Выбрать главу

— Чего? — я нервно тереблю в руках злополучный листок. — Но у меня написано Александра Геннадьевна... — потом все же еще раз заглядываю туда.

...И назначить в качестве руководителя и куратора по прохождению курса акушерства и гинекологии Александра Генадьева — врача-стажера гинекологической практики...

Этого не может быть!

Тем временем парень берет со стола такую же бумажку и бегло просматривает её.

— Ну и что? У меня написано Белая. А оказалась — рыжая, — усмехается и кидает её обратно. — Так и будешь стоять? Не хорошо, опаздываешь, Алла Анатольевна. Проходи уже.

Я с трудом сглатываю слюну: «Вот, попала», — но делать нечего, закрываю за собой дверь.

Кабинет выполнен в серо-белых тонах, ничего лишнего. Широкий стол, рядом три кресла, два из которых находятся спереди, одно сбоку.

Я аккуратно присаживаюсь на то, что поближе к выходу, но парень указывает рукой на место подле него:

— Сюда.

Приходится повиноваться.

Чувства — не передать. Мой первый день, все в новинку, и практиковать со мной будет наглый мачо, к которому ни одна нормальная женщина не придёт.

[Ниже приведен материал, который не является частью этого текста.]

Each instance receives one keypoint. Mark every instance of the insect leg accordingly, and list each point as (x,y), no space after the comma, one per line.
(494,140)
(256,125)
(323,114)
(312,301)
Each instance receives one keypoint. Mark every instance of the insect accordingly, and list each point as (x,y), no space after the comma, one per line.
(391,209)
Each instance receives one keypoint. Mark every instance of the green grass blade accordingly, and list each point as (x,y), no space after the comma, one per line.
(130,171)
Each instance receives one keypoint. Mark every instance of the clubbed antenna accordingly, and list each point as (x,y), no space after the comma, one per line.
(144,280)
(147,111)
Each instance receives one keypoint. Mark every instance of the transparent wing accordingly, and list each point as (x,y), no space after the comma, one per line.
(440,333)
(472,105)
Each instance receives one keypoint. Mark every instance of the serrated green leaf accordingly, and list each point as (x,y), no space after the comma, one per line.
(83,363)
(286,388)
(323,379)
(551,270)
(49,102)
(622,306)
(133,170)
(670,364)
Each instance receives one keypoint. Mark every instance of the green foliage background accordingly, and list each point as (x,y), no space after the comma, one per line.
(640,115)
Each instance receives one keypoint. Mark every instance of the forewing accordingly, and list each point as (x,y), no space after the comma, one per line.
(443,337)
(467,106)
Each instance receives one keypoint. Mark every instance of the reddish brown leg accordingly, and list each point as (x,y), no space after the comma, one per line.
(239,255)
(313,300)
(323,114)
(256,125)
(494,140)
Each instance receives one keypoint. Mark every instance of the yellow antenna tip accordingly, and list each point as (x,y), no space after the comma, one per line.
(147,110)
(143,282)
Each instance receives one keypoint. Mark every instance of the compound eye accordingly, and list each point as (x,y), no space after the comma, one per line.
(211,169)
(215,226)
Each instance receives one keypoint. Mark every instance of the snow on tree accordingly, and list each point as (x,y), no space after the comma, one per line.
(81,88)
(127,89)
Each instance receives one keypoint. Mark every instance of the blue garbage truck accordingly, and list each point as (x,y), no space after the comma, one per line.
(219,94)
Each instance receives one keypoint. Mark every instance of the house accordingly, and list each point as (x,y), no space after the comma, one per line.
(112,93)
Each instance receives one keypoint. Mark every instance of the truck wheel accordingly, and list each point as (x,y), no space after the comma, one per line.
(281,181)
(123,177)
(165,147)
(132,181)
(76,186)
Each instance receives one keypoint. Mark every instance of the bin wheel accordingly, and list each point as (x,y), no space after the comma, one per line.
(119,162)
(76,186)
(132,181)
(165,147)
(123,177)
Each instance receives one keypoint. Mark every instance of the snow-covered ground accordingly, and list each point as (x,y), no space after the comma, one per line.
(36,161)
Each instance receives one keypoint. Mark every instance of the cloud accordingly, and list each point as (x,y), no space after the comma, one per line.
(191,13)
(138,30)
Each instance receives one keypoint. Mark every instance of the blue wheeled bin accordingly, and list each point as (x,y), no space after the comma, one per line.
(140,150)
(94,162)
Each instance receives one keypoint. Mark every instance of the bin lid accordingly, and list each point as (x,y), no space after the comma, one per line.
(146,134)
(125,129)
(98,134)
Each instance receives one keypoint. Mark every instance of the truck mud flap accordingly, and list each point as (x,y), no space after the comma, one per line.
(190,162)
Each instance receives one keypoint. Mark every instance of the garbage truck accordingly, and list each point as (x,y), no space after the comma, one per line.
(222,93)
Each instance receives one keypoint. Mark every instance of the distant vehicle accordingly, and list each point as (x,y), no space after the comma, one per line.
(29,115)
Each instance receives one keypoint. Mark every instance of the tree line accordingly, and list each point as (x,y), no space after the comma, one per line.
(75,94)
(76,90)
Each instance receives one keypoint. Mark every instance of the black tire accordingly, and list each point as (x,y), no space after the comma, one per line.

— Можешь называть меня просто Алик, — не обращая внимания на мой конфуз, начинает вводить в курс дела молодой доктор.

— Формальности ни к чему. При пациентах, конечно, Александр Владимирович. — Он берет со стола пачку «Парламента», отклоняется назад и открывает окно, которое находится сразу за его спиной. Вернувшись в исходное положение, достает сигарету и закуривает.

Курение на рабочем месте. Да ещё и в женском кабинете. У него что, директорская «подписка»?

— Будем говорить по существу, — легкий вдох, протяжный выдох в сторону, но ветерок с улицы загоняет никотиновые отходы обратно, и над потолком повисает серая дымка. Я кряхчу, с трудом подавляя кашель.

— Сидение в этом гадюшнике мне надоело. Если бы не обстоятельства, из-за которых меня перевели сюда... Ну да ладно. Поэтому всю основную работу отныне делаешь ты. Надеюсь, гинекологический осмотр провести сможешь?

Я отрицательно мотаю головой.

— А ультразвук беременной?

— Нет. — Возмутительно! Он, точно, издевается!

— А чем ты занималась в своём институте целых шесть лет? — раздосадованный голос, и парень кидает пачку на стол.

Постановка вопроса оригинальная. Как будто в институте только этому и учат. Да он и сам прекрасно знает.

— Ладно, — он снисходительно прищуривает глаза. — Придётся показывать. Но учти, дамы бывают разные. В основном ко мне ходят сексуально-озабоченные маньячки.

«Ясен пень. Хорошо, что понимает, значит, не совсем дурак. Кто ж ещё припрется на обследование к такому доктору?»

— Поэтому я ограничиваю с ними контакт по-минимуму. А ты уж давай, дерзай по полной программе.

— Да научу, — следует ответ на мой немой вопрос: «Что это — полная программа?», — так явно отражающийся на перекошенном лице.

Он улыбается:

— Расслабься, Алла Анатольевна. — Потушенный в чашку кофе окурок метко отправляется в урну.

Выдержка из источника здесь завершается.